As with most states across the Global North, legal practitioners and policy makers in the United States have long struggled to recognize the significance of intersectional identities in the review of asylum cases. Since the 1980s, however, this tide has gradually begun to shift. As Sara McKinnon documents through intricate case review and discourse analysis, the complexity of gendered, religious, and racialized identities has been increasingly acknowledged in asylum case law over the past three decades.
Although this central point in Gendered Asylum is not necessarily nuanced, McKinnon focuses on such multifarious cases and pathways that the reader is enabled to see the underlying objectives of such changes in refreshingly nuanced ways. The text begins with a sophisticated analysis of historic and contemporary assumptions regarding gendered identities. It draws perspective from feminist studies, queer theory, critical race theory and identity politics but also from discrepancies and assumptions of what “gender” encompasses in the context of human and refugee rights internationally (p. 8). Splitting the book into five chapters, each with a focused case study, McKinnon draws in points of legal contention, including sanctuary from reproductive harms, transphobic abuses, and sexualized violence. What is achieved overall is a highly problematized overview of state practices, often under the guise of rights-based approaches to global borders.

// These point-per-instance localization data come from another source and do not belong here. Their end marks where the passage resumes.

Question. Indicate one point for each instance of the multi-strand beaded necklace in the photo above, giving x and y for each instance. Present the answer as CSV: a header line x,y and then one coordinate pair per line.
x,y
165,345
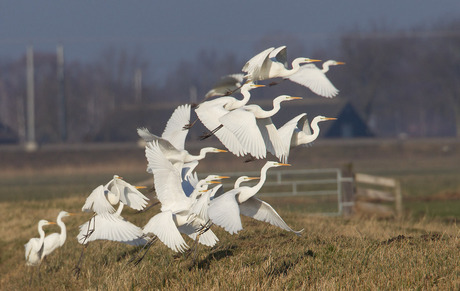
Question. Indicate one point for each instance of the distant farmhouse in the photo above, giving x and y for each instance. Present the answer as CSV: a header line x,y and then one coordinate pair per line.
x,y
122,124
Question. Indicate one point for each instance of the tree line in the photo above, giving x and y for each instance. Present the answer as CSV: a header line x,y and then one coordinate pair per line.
x,y
403,83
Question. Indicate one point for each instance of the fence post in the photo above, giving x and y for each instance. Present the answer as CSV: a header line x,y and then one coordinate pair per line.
x,y
348,189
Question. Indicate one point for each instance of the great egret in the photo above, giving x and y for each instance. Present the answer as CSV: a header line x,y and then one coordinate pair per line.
x,y
228,84
315,79
293,136
55,240
172,142
34,248
209,113
254,128
272,63
225,210
120,190
176,208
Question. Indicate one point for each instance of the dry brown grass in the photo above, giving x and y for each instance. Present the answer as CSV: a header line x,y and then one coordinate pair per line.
x,y
333,253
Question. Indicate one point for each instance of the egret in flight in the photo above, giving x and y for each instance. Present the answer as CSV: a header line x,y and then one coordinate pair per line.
x,y
210,111
225,210
254,128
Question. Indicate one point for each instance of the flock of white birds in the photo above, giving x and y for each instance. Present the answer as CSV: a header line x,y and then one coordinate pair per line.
x,y
189,205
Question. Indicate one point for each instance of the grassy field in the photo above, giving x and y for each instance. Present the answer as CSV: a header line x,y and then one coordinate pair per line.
x,y
421,250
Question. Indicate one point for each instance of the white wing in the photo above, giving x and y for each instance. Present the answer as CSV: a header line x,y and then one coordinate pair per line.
x,y
109,227
97,202
209,113
286,133
272,140
243,125
167,180
174,131
312,77
262,211
129,195
162,225
258,66
279,55
208,238
224,212
227,84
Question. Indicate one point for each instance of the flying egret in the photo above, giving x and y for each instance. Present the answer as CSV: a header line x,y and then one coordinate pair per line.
x,y
315,79
225,210
254,128
227,85
272,63
34,248
293,136
176,214
172,142
55,240
209,113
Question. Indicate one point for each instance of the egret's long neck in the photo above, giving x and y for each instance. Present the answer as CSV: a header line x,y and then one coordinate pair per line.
x,y
41,232
242,102
325,67
304,138
243,196
63,235
120,208
296,65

Rather than producing a landscape that embeds gendered rights, McKinnon demonstrates how politicized topics à la mode become centralized, often as a way to deflect from the states’ own responsibility elsewhere and at home. That is, while certain practices become racially embodied in discourses around “other” states from which people require sanctuary—such as the association of femicide with Central America or female genital mutilation with the African continent—the United States is able to represent itself as “a pastoral state that protects women from violence” (p.22). This is despite the nation’s own roles in supporting some of the very regimes, militaries, and arms accumulation that have facilitated violence in the othered areas. Notwithstanding this is the fact that gendered violence remains endemic in the United States itself: it cannot be mythically relegated to regions beyond its own borders.
Throughout the text, McKinnon develops a sophisticated structural and sociolegal analysis of the gendered nuances of asylum in an intersectional context. It is perhaps the complexity of this analysis in which key strengths and weaknesses of the book lie. From an academic perspective, the depth of case law research is admirable. The key aspects of individuals’ cases for asylum are analytically deconstructed in reflection of broader political landscapes, in terms of both asylum legislation and the political objectives of successive governments, specifically in consideration of their foreign policies.
The weakness to this is that McKinnon does not necessarily make points of legal contention, or indeed her own perspectives on them, absolutely clear in some places. This is due, at least in part, to complex language but also to the number of issues she relates to the topic overall. Although perhaps inevitable because of the multifaceted objectives of the book, it has potential to confine the overall text to academia and legal practice. The possibilities of targeting this audience alongside asylum advocates, activists or nongovernmental organizations seems slightly diminished by this overall style. Likewise, chapter-specific case topics at times dismantle the flow in such a way that the book occasionally reads as a series of articles from chapter 2 onward. Indeed, because of this lack of clarity, it took me until the concluding chapter to fully acknowledge the author’s own stance on the direction of asylum policy or law.
With this in mind, the final paragraphs in particular make a direct and uncompromising assertion of what broader state objectives of gendered violence prevention truly facilitate in the U.S. asylum system. This is, McKinnon asserts, “a further extension of this neoliberal technique of migration control. . . . Focusing on those places that have been racialized as violent to women, the state can enact its pastoral care as global moral authority without the risk of being overwhelmed with migrants” (pp. 129–30).
This is a powerful recognition and one that is likely to be further tested in the new era of U.S. Republicanism, won at least in part by rampant racialization in the context of border controls. How intersectional gendered identities will fare in this forthcoming political era only time will tell. But if complex claims are inadequately considered or inconsistently handled, as McKinnon has evidenced from the past, then those who may depend most on asylum for sanctuary are likely to face the greatest barriers to receiving it in the future.